Title: Improving the Privacy-Accuracy-Communication Tradeoffs in Federated Learning

Speaker: Peter Kairouz
Date and Time: 03/10/2022 4:10PM ET
Location: Phillips 233 and Zoom

Abstract: I will start this talk by overviewing federated learning and its core data minimization principles. I will then describe how privacy can be strengthened using complementary privacy techniques such as differential privacy, secure multi-party computation, and privacy auditing methods. I will spend much of the talk describing how we can carefully combine technologies like differential privacy and secure aggregation to obtain formal distributed privacy guarantees without fully trusting the server in adding noise. I will present a comprehensive end-to-end system, which appropriately discretizes the data and adds discrete Gaussian or Skellam noise before performing secure aggregation. I will conclude by showing experimental results that demonstrate that our solution is able to achieve a comparable accuracy to central differential privacy (which requires trusting the server in adding noise) with just 16 bits of precision per value. If time permits, I will highlight new work on combining linear compression schemes with secure aggregation and differential privacy to reduce the communication overhead down to less than 1 bit per value without sacrificing accuracy. 

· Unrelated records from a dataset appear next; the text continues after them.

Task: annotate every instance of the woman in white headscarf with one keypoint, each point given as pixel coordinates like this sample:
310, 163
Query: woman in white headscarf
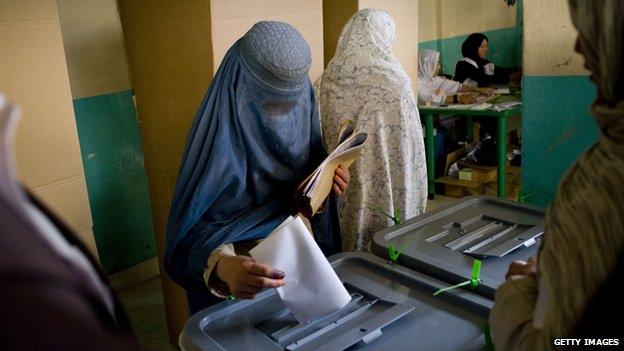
577, 278
435, 89
364, 82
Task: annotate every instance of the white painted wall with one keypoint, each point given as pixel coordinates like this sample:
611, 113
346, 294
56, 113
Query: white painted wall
33, 75
440, 19
94, 47
549, 40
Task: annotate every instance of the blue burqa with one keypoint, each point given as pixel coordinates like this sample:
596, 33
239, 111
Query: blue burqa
256, 135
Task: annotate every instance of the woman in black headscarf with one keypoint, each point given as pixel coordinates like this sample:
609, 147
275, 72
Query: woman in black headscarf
475, 69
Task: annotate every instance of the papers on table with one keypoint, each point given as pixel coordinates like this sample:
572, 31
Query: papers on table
312, 287
506, 105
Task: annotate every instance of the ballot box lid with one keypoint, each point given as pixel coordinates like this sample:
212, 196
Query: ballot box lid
445, 242
392, 308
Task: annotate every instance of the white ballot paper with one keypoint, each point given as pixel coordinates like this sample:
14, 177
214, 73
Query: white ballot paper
312, 288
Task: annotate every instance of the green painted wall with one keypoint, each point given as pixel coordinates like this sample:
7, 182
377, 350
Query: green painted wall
504, 44
556, 129
116, 180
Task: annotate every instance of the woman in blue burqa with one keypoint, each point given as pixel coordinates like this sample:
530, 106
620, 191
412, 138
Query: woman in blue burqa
255, 137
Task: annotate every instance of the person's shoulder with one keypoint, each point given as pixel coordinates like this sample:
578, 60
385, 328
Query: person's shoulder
464, 65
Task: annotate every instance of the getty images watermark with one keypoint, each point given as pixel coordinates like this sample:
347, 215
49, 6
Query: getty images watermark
587, 342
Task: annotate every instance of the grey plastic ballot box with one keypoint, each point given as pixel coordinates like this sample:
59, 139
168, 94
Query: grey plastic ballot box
392, 308
445, 242
392, 305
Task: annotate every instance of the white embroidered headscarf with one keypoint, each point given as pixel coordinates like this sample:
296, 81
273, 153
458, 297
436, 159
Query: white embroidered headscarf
365, 82
433, 88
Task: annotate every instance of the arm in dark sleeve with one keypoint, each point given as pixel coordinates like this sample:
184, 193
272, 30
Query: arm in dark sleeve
44, 313
464, 70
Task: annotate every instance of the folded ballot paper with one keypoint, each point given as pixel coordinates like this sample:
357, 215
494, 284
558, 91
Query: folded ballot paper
313, 191
312, 288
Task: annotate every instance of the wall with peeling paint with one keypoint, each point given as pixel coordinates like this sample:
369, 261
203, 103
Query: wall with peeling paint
443, 25
557, 94
110, 140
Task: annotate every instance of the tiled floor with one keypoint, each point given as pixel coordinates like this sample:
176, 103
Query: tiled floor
145, 307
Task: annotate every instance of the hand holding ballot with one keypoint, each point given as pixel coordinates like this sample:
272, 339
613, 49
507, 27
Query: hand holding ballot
312, 289
246, 277
332, 172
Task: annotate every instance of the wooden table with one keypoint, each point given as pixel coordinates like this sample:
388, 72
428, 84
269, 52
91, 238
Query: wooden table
501, 132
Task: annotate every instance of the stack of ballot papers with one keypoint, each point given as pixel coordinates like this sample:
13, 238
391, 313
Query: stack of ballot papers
312, 288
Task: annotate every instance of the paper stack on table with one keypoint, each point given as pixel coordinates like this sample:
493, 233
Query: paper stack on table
312, 288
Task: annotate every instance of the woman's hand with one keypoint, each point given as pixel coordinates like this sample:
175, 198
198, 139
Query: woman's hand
341, 180
466, 99
486, 91
527, 269
246, 277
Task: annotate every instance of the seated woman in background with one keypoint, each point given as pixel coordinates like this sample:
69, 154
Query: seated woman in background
256, 135
474, 69
576, 281
364, 82
438, 90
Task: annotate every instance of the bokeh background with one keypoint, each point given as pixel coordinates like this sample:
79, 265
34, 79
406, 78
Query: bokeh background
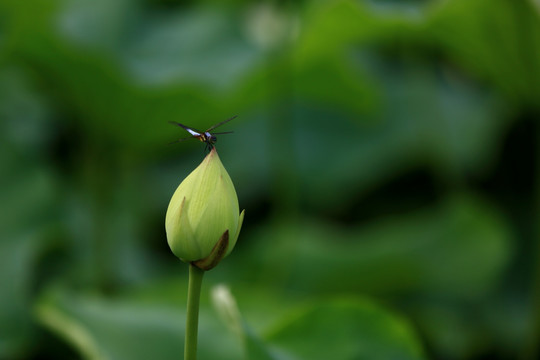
385, 151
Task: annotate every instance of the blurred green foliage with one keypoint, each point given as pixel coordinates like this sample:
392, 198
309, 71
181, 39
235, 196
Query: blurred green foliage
386, 153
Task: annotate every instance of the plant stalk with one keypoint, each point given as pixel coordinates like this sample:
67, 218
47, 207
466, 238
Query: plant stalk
192, 316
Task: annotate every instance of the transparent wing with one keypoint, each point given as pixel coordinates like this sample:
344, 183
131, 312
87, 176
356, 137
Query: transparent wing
192, 131
221, 133
183, 139
219, 124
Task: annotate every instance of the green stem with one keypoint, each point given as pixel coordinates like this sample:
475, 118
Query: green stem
192, 316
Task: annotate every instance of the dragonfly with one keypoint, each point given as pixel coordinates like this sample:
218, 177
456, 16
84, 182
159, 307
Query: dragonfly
207, 137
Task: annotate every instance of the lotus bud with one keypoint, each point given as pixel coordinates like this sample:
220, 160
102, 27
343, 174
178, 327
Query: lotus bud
203, 220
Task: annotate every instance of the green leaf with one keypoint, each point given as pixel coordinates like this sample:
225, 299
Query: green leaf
458, 248
132, 327
351, 328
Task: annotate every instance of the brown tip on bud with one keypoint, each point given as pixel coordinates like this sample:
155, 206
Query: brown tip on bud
217, 254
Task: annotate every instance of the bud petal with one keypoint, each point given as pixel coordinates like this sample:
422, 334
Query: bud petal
202, 209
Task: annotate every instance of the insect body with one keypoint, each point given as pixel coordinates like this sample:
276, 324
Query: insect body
204, 136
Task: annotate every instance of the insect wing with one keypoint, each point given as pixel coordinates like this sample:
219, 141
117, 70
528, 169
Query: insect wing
221, 133
180, 140
221, 123
193, 132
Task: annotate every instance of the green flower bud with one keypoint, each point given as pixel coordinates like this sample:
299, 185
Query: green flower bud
203, 220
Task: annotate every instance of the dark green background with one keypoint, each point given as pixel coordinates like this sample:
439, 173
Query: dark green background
386, 153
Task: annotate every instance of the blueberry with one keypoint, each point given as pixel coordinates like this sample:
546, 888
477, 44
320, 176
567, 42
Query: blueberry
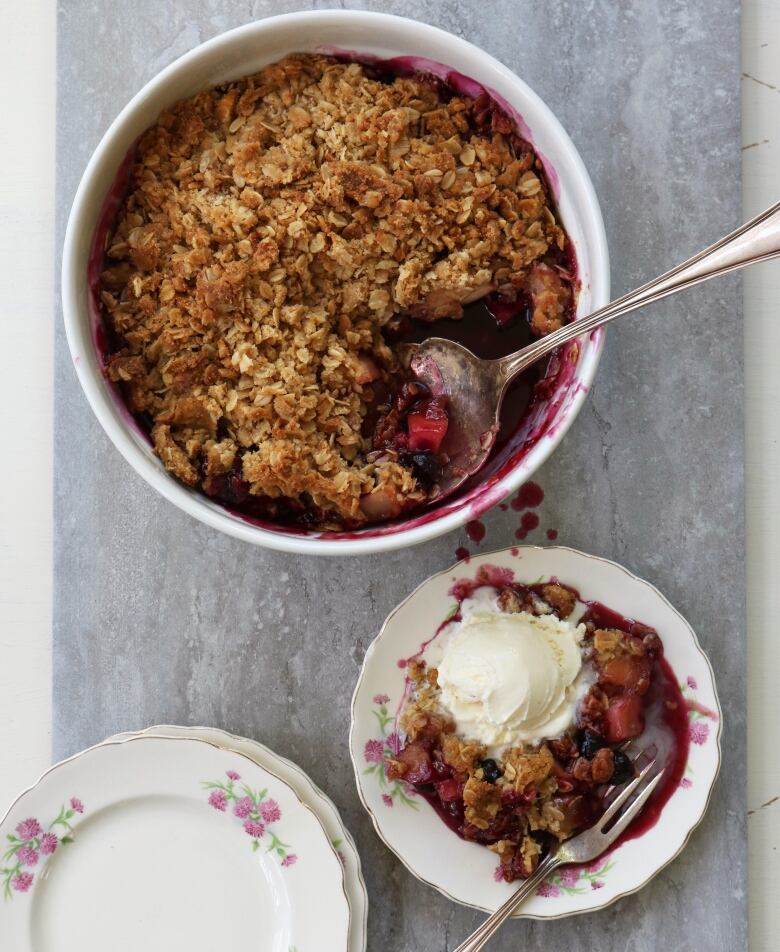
490, 770
590, 743
426, 468
623, 769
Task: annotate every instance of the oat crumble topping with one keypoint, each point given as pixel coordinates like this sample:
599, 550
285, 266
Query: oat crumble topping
273, 231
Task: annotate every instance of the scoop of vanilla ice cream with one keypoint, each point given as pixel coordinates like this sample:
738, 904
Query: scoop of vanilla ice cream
510, 678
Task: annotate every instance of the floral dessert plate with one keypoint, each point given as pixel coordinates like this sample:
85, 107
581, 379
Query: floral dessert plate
311, 795
162, 843
466, 871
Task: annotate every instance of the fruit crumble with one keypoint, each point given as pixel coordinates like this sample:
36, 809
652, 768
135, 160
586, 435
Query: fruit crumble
276, 237
519, 769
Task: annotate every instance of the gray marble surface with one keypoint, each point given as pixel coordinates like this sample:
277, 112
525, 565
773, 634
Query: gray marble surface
157, 618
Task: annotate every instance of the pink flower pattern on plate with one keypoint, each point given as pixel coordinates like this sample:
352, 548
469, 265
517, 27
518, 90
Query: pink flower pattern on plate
270, 811
374, 751
256, 811
28, 829
254, 828
27, 856
698, 732
49, 843
22, 882
30, 844
576, 880
377, 751
243, 808
218, 800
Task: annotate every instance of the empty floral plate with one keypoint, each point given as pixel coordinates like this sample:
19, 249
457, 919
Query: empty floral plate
466, 871
340, 837
164, 843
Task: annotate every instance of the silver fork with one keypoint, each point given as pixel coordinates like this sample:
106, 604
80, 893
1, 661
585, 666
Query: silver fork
583, 848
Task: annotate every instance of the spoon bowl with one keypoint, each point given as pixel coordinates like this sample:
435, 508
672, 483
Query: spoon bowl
475, 388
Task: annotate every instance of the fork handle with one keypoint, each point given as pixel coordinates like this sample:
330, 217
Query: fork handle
480, 937
756, 240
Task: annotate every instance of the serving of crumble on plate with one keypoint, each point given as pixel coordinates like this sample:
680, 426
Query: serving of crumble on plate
470, 815
275, 237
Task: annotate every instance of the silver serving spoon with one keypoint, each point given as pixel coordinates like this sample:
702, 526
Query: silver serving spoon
475, 388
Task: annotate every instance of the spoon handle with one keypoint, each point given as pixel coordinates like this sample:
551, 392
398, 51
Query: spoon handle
478, 939
756, 240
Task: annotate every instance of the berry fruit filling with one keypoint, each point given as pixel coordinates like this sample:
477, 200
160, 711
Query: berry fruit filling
520, 799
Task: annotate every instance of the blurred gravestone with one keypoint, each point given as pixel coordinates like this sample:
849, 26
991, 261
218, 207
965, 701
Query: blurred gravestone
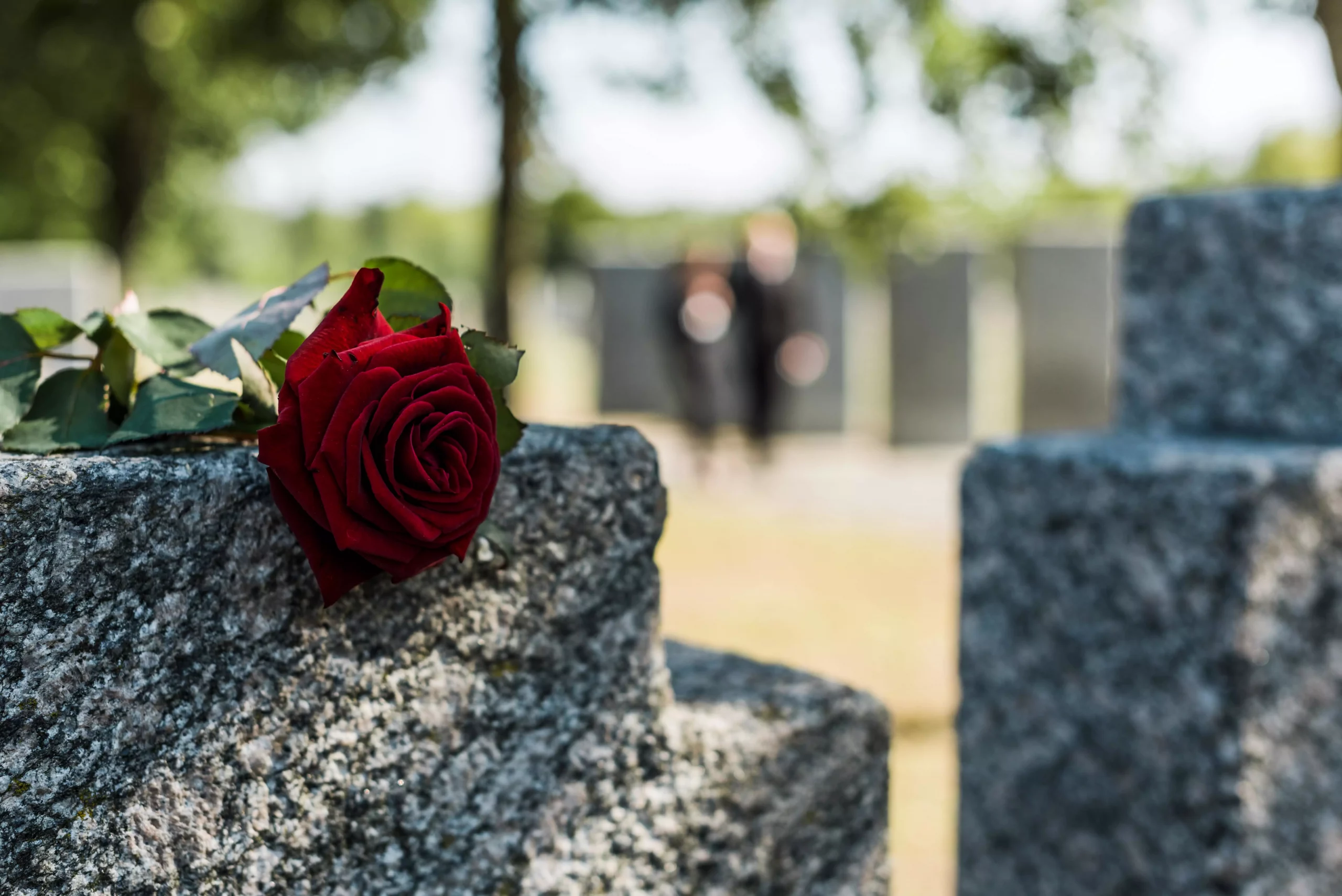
69, 278
1065, 296
929, 321
635, 368
820, 405
633, 344
1152, 628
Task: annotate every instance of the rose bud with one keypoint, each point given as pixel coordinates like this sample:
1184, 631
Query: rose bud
386, 455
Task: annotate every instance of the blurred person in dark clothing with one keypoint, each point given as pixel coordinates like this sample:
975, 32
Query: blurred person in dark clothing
767, 310
697, 311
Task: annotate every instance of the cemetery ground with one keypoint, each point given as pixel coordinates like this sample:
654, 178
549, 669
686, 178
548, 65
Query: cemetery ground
839, 560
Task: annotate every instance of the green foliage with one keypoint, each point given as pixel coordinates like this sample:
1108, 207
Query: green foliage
497, 365
410, 294
97, 326
273, 360
258, 390
102, 405
1298, 157
47, 328
69, 412
20, 366
166, 405
166, 336
259, 325
118, 366
109, 109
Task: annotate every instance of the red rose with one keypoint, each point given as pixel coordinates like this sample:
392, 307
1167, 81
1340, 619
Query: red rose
386, 455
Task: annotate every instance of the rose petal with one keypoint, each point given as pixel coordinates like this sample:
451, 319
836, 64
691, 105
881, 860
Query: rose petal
415, 356
351, 532
363, 391
415, 526
337, 572
282, 450
353, 321
359, 498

Bio: Peter Kairouz is a research scientist at Google, where he coordinates research efforts on federated learning and privacy-preserving technologies. Before joining Google, he was a Postdoctoral Research Fellow at Stanford University. He received his Ph.D. in electrical and computer engineering from the University of Illinois at Urbana-Champaign (UIUC). He is the recipient of the 2012 Roberto Padovani Scholarship from Qualcomm’s Research Center, the 2015 ACM SIGMETRICS Best Paper Award, the 2021 ACM Conference on Computer and Communications Security (CCS) Best Paper Award, the 2015 Qualcomm Innovation Fellowship Finalist Award, and the 2016 Harold L. Olesen Award for Excellence in Undergraduate Teaching from UIUC.